When a House Becomes a Home

Today, Sunday, August 23, 2009, I hung a mezuzah on my doorpost, in the front of my house. It wasn’t just any mezuzah — it was one that my parents gave me. And it wasn’t any small event — it’s the first time I’ve ever hung a mezuzah on a home I call my own.

Today marks one week since I moved to Providence, RI (apparently ahead of the rabbinic schedule since the gemara gives us thirty days to hang a mezuzah!) and I am finally starting to feel settled. No, the boxes are not all unpacked, and, no, I do not have all the furniture I need and many of my beloved books are still in boxes; but I am finally starting to feel like this is home.

As I hung the mezuzah in front of my home, I thought about the b’racha that we say as we are mounting it:

Baruch atah Adonai Eloheinu, melekh ha’olam, asher kid’shanu bemitzvotav vetzivanu lik’boa mezuzah.

Blessed are You, Lord our God, King of the Universe, who has sanctified us in His mitzvot, and has commanded us to affix a mezuzah.

The word “lik’boa” is the word for “affix,” but this is an example of a word that doesn’t have a good translation in the English language.

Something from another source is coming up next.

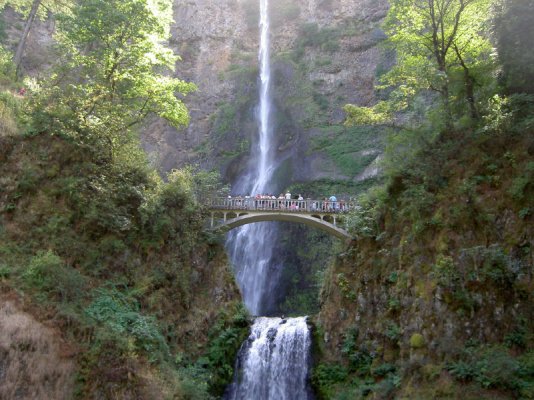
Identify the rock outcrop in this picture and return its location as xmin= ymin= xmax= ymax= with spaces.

It comes from the word “keva” meaning “permanent”. Like having a “makom kavu’a”, a permanent space, in davening.

Hanging a mezuzah is a spiritual experience. It is the point where someone becomes the owner of her own space. It switches a house into a Jewish home.

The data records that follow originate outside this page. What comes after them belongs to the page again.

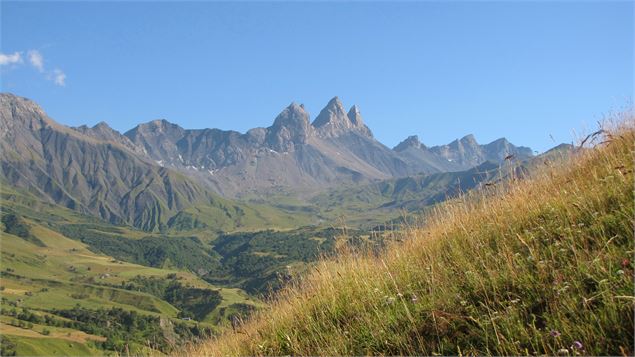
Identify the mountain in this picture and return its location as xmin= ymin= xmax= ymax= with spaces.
xmin=427 ymin=134 xmax=533 ymax=170
xmin=312 ymin=97 xmax=372 ymax=138
xmin=392 ymin=131 xmax=535 ymax=174
xmin=0 ymin=93 xmax=305 ymax=231
xmin=392 ymin=135 xmax=464 ymax=173
xmin=72 ymin=121 xmax=146 ymax=156
xmin=0 ymin=92 xmax=538 ymax=227
xmin=123 ymin=97 xmax=420 ymax=197
xmin=122 ymin=95 xmax=535 ymax=198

And then, of course, I bless my house with the traditional prayer:

Let no sadness come through this gate,
Let no trouble come to this dwelling,
Let no fear come through this door,
Let no conflict be in this place,
Let this home be filled with the blessing of joy,
and peace.

May it be a place of only happiness and prosperity, and may it do me well in my new life.